The 46-page report, “The United States’ ‘Disappeared’: The CIA’s Long-Term ‘Ghost Detainees,’” describes how the Central Intelligence Agency is holding al-Qaeda suspects in “secret locations,” reportedly outside the United States, with no notification to their families, no access to the International Committee of the Red Cross or oversight of any sort of their treatment, and in some cases, no acknowledgement that they are even being held.

“‘Disappearances’ were a trademark abuse of Latin American military dictatorships in their ‘dirty war’ on alleged subversion,” said Reed Brody, special counsel with Human Rights Watch. “Now they have become a United States tactic in its conflict with al-Qaeda.”

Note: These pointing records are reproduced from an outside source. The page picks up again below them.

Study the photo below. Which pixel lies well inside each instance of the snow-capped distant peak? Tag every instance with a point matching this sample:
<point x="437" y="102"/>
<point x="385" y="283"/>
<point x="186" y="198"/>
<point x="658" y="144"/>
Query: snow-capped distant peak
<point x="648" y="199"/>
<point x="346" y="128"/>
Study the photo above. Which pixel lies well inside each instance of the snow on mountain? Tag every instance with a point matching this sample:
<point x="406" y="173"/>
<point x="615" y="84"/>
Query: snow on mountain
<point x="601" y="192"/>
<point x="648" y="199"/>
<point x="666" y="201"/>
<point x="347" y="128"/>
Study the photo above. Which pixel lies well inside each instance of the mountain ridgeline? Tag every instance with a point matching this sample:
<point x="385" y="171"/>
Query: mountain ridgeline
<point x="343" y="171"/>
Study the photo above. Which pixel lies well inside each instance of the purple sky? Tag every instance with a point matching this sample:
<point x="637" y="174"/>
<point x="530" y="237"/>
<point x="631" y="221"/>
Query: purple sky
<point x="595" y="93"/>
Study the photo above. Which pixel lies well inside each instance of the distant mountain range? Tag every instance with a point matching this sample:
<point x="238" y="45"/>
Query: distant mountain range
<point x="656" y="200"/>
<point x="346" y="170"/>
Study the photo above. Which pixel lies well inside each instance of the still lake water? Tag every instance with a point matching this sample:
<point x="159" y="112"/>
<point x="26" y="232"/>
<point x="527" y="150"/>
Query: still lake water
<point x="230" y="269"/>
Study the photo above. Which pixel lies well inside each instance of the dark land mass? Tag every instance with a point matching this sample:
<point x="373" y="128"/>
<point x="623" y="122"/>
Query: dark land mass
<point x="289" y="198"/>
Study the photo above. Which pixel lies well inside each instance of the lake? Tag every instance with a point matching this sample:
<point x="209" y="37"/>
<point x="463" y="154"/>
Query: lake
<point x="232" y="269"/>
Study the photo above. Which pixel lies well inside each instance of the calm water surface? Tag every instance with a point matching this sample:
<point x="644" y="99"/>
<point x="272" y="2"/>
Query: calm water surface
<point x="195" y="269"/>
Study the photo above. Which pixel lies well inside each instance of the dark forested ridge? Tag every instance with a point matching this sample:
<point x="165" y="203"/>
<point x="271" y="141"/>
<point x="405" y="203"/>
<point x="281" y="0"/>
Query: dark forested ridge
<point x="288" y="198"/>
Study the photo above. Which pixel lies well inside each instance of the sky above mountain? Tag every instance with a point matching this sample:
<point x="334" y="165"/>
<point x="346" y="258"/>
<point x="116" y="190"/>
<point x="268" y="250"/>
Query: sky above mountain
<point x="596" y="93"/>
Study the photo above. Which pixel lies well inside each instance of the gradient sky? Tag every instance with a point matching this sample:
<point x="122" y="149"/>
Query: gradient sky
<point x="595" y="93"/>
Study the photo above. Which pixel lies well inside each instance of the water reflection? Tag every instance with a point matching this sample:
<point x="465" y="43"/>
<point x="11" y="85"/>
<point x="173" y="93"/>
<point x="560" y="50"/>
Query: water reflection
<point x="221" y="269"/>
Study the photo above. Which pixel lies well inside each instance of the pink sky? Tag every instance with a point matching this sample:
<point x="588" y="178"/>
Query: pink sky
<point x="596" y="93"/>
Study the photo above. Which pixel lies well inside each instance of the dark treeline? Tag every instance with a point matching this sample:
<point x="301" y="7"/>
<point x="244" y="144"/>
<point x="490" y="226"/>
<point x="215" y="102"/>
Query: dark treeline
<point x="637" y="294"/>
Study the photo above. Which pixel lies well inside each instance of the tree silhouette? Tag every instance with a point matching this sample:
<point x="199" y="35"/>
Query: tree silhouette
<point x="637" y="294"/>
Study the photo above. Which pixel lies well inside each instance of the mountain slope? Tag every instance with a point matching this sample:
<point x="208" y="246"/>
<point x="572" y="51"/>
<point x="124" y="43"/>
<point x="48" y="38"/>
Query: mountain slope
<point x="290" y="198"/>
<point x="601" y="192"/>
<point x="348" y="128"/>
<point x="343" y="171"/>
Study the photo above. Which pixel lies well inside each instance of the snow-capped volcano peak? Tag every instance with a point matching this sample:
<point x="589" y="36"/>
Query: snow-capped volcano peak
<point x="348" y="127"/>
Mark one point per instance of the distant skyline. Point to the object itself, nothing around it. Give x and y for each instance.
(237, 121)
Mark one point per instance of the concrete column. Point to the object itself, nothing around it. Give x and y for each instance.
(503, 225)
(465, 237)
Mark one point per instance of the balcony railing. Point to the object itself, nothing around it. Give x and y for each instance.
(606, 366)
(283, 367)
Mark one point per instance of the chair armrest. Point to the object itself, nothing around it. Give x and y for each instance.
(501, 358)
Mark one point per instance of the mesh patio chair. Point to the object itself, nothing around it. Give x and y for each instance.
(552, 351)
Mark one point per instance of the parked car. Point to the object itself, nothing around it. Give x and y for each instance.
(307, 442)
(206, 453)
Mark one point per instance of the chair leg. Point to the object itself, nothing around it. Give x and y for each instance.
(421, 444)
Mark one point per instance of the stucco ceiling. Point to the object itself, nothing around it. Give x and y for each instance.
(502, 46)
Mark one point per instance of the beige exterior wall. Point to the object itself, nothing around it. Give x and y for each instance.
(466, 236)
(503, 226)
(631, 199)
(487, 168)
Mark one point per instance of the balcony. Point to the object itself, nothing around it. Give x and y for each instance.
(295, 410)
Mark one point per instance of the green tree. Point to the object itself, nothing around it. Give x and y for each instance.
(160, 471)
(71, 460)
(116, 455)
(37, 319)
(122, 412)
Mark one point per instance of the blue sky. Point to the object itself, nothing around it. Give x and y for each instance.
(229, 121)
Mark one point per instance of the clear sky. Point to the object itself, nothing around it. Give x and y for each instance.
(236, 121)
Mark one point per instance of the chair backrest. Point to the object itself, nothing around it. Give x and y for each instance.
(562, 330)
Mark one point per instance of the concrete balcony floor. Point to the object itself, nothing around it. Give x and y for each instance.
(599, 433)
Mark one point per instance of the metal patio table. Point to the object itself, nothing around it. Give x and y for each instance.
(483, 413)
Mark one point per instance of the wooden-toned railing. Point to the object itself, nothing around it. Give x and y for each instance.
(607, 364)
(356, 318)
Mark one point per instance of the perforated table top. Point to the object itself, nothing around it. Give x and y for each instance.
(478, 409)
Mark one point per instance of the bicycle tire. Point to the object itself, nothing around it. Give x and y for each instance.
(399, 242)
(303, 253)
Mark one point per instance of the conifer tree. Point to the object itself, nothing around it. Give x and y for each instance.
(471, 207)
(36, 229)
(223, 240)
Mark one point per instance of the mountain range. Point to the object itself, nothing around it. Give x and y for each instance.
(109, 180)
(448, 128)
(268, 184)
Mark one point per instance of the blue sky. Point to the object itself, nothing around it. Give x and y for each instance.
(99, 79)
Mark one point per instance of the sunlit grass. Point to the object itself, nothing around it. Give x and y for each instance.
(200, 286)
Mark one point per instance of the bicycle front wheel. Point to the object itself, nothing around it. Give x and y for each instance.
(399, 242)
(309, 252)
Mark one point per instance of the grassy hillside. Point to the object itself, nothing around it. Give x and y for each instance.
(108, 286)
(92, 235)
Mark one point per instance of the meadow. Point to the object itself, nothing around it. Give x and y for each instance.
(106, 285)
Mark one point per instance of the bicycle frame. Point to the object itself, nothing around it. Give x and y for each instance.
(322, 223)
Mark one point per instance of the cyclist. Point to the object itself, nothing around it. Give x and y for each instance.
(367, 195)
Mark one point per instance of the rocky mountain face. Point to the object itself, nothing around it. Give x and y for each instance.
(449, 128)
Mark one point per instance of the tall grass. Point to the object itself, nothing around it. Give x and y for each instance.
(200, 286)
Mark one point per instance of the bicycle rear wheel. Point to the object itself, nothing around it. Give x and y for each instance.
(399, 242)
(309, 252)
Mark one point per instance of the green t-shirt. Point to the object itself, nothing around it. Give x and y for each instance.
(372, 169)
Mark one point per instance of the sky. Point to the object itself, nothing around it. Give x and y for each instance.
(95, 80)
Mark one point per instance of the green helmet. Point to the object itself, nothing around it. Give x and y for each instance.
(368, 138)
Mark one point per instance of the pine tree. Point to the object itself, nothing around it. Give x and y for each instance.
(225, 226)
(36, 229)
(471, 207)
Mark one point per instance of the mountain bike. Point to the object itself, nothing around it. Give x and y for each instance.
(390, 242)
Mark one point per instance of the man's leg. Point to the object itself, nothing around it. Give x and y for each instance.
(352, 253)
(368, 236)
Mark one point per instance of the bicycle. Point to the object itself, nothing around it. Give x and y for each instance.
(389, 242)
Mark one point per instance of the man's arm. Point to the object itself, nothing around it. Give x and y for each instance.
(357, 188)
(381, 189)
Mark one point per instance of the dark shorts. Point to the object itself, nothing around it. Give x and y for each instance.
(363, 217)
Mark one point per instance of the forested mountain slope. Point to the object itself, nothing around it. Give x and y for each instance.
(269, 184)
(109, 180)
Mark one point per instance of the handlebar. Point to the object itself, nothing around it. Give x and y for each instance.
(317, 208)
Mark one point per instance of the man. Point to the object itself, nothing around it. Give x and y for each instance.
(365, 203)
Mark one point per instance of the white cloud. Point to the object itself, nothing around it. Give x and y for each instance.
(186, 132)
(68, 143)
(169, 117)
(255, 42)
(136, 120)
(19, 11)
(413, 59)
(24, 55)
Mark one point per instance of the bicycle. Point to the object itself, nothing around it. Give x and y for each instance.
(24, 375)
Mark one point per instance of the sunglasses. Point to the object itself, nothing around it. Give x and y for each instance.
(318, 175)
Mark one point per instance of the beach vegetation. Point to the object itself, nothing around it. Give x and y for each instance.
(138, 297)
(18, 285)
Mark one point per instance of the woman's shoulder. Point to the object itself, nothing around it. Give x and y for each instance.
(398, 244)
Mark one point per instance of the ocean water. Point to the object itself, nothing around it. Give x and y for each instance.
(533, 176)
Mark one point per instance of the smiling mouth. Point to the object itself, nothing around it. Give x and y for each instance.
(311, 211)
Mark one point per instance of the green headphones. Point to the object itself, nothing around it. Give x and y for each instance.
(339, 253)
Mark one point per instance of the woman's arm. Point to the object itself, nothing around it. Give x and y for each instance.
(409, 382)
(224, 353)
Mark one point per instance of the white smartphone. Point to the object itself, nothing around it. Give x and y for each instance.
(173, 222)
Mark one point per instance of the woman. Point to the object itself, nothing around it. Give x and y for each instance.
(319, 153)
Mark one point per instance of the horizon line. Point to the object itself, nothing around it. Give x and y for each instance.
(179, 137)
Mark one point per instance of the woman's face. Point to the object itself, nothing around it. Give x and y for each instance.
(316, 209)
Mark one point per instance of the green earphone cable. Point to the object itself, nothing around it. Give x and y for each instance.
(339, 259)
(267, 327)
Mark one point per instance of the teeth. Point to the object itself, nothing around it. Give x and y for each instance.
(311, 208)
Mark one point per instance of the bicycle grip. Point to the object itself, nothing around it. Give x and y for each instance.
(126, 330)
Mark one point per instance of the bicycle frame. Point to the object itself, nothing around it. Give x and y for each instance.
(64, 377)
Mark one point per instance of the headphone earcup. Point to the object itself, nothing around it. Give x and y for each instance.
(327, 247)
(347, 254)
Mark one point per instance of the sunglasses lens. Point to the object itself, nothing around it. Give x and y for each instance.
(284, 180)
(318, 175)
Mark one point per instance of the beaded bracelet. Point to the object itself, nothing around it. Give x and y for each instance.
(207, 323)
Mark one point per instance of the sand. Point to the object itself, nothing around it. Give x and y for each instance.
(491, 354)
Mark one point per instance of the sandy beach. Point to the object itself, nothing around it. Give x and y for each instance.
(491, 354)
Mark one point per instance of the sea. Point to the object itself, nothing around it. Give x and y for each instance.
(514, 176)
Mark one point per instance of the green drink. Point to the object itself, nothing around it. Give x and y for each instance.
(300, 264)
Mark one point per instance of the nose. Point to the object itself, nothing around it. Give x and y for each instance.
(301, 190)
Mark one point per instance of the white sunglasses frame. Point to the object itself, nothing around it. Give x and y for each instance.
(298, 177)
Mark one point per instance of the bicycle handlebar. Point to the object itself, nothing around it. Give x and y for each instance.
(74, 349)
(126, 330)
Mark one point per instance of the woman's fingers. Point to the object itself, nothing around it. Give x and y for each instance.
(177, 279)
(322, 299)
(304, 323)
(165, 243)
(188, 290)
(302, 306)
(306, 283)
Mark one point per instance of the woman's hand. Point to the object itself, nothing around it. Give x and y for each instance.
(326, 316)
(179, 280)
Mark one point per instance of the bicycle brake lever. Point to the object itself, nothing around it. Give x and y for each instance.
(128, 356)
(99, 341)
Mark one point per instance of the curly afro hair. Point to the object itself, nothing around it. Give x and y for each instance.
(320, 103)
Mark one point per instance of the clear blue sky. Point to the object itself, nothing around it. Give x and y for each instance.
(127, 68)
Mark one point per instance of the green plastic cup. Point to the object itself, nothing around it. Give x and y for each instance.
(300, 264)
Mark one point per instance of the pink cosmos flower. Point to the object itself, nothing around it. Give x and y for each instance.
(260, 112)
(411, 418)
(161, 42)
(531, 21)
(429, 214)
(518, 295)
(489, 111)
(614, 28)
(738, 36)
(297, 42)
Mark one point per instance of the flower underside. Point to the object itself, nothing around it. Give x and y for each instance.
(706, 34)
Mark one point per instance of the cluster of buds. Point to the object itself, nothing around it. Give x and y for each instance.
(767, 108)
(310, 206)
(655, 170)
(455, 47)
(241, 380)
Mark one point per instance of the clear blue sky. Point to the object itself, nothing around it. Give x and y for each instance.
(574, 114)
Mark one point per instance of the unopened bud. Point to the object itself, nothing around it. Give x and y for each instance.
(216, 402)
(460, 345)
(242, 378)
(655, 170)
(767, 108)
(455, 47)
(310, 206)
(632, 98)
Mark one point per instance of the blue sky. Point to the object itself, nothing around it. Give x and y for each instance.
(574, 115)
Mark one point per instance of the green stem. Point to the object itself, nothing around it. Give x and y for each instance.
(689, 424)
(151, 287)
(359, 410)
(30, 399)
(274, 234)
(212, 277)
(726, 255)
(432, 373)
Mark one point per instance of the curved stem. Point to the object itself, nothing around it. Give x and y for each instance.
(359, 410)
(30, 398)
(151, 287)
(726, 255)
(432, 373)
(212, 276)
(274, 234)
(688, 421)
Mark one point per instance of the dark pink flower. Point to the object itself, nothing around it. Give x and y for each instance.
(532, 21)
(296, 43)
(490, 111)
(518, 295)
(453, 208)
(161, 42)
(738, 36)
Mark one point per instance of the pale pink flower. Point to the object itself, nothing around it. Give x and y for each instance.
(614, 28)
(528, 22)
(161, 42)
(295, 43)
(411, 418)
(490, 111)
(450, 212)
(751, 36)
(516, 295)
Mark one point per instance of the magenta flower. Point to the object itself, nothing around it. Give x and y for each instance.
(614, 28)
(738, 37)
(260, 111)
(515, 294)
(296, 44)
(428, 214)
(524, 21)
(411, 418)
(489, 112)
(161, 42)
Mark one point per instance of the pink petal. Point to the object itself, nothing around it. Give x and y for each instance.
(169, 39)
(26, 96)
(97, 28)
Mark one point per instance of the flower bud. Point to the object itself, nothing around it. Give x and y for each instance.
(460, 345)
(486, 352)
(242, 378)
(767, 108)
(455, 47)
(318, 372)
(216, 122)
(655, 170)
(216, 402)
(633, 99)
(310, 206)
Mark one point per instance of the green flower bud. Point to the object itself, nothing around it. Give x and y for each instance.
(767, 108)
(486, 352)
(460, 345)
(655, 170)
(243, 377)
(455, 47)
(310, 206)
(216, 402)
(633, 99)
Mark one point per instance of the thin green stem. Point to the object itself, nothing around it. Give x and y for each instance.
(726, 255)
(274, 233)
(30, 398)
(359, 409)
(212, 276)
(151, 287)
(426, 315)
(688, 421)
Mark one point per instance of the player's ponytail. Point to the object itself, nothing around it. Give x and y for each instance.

Under international law, enforced disappearances occur when persons are deprived of their liberty and the detaining authority refuses to disclose their fate or whereabouts or refuses to acknowledge their detention, which places the detainees outside the protection of the law.

The report profiles eleven such “disappeared” prisoners. They include Khalid Shaikh Muhammed, the alleged principal architect of the September 11 attacks; Abu Zubayda, reputedly a close aide of Osama bin Laden; Ramzi bin al-Shibh, who but for his failure to get a U.S. visa might have been one of the 9/11 hijackers; and Hambali, an alleged key al-Qaeda ally in Southeast Asia. Some, such as Khalid Shaikh Muhammed, are reported to have been tortured in custody.

U.S. officials have said that many of those held have provided valuable intelligence that has foiled planned terrorist acts, Human Rights Watch said. There are also reports that some detainees have lied under duress to please their captors. For instance, ghost detainee Ibn al-Shaikh al-Libi apparently fabricated the claim, then relayed by Secretary of State Colin Powell to the United Nations, that Iraq had provided training in “poisons and deadly gases” for al-Qaeda.

International treaties ratified by the United States prohibit incommunicado detention of persons in secret locations. The Geneva Conventions require that the International Committee of the Red Cross have access to all detainees and that information on those detained be provided to their relatives. Under international human rights law, detainees must be held in recognized places of detention and be able to communicate with lawyers and family members.

Human Rights Watch called on the United States to bring all detainees, wherever they are being held, under the protection of the law. In particular, it demanded that the government grant unrestricted access to the International Committee of the Red Cross to all detainees held pursuant to anti-terrorist operations.

“Those guilty of serious crimes must be brought to justice before fair trials,” said Brody. “If the United States embraces the torture and ‘disappearance’ of its opponents, it abandons its ideals and international obligations and becomes a lesser nation.”